The very word ‘saree’ is often synonymous with either moms or festive occasions. However, a project called #100sareepact might soon change that. The project started off on March1 this year as a pact between two friends, Ally Mathan and Anju Maudgal, who each committed to wearing a hundred sarees a year.
They say, “We want to show our sarees some love. For too long we had relegated the saree to the back of our closets, only to be worn on special occasions.” They will also share memories associated with each saree. From being just an ethnic outfit, the saree has thus been transformed into a medium for exchanging meaningful stories.
#100sareepact is slowly growing to be a movement, with new takers every day. The project is beginning to break myths about the saree and earning the graceful and time-honoured garment more and more popularity.
From parties to college and shopping to work, women – including many youngsters – are now sporting the saree. The saree enables women to sport looks that range from traditional to chic, and people are rediscovering its beauty and sensuousness.
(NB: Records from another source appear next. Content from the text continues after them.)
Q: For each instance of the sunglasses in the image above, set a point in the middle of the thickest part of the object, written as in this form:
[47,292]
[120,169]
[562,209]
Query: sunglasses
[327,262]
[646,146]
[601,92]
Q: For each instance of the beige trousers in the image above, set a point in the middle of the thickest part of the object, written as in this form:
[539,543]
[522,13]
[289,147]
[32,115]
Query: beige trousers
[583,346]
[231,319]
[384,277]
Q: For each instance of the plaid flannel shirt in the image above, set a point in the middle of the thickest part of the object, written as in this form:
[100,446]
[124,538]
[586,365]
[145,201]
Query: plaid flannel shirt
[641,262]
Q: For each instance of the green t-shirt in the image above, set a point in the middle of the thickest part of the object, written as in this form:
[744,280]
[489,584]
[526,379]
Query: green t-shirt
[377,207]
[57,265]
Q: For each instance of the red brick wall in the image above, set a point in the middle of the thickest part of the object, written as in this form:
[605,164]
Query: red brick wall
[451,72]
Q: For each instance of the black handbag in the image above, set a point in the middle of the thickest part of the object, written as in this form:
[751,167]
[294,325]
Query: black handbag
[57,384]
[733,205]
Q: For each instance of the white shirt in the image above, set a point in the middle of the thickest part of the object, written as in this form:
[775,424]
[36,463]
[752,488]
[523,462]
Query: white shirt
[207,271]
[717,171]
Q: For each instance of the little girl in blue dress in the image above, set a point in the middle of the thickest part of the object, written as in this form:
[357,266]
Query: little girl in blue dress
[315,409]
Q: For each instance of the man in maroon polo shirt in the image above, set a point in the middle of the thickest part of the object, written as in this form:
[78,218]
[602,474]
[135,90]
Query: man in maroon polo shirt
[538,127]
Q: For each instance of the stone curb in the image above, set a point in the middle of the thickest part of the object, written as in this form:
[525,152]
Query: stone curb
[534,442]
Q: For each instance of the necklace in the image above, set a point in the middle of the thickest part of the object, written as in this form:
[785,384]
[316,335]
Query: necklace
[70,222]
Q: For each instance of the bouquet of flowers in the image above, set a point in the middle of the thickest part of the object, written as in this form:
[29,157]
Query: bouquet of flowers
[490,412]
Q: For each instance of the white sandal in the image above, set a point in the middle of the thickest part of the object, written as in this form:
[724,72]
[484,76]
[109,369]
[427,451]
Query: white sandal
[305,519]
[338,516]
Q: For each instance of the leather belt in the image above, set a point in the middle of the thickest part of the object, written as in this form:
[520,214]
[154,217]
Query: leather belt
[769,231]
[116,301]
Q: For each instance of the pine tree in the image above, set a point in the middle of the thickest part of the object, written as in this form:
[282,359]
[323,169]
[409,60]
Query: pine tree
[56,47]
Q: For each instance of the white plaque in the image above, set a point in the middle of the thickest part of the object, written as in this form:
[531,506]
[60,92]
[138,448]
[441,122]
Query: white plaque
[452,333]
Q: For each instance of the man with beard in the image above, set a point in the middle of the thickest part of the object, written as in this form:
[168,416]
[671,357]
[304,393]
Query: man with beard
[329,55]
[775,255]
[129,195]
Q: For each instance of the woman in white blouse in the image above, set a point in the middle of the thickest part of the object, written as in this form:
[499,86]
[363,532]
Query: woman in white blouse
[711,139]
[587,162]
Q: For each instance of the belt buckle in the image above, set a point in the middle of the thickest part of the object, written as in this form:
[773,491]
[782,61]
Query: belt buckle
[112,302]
A little trivia about the saree
- There are more than 80 recorded ways to wear a sari. (Perhaps you just knew two or three – the Gujju style, the Bengali style and the regular way!)
- Each state and often each region within a state has a distinctive style of handloom saree. To name a few: Tant, Sambalpuri, Kosa, Ilkali, Dhakai, Paithani, Pochampally, Chanderi, Bomkai, Kota, Kotki… the list goes on. And, Kancheevaram or Banarasi were the only ones you knew?
- Traditional woven sarees sport motifs that tell a story of their own. These unique motifs lend a certain identity to each saree. While intricate floral and foliate motifs are a characteristic of Banarasi sarees, motifs drawn on Kalamkari sarees range from flowers, peacocks and paisleys to characters from the Hindu epics, while geometric patterns define Kota and Pochampally sarees.
- Weaving techniques and materials vary quite a bit depending on the region and the kind of saree. From the fine premium silk used in Kancheevarams to the raw silk in Tussars, to the varieties of cotton used in Kotas or Ilkals, the variety is mind-boggling.
A little science behind the saree:
So it’s time to liberate the saree from the closet. Go out and buy a traditional saree from a handicraft store near you. Handloom items might be more expensive than machine woven piece, but there’s a distinctive charm to them.
Your purchase will also help a small weaver somewhere, who continues to weave and keep the saree alive even in this era of globalisation.
Btw, if you look towards Bollywood for fashion advice, it’s evident those ladies love the saree too!
Stand back, jeans and dresses!
The saree is making a comeback. She’s getting younger, bolder and totally, drop dead gorgeous.
Let’s show the world, some pallu power!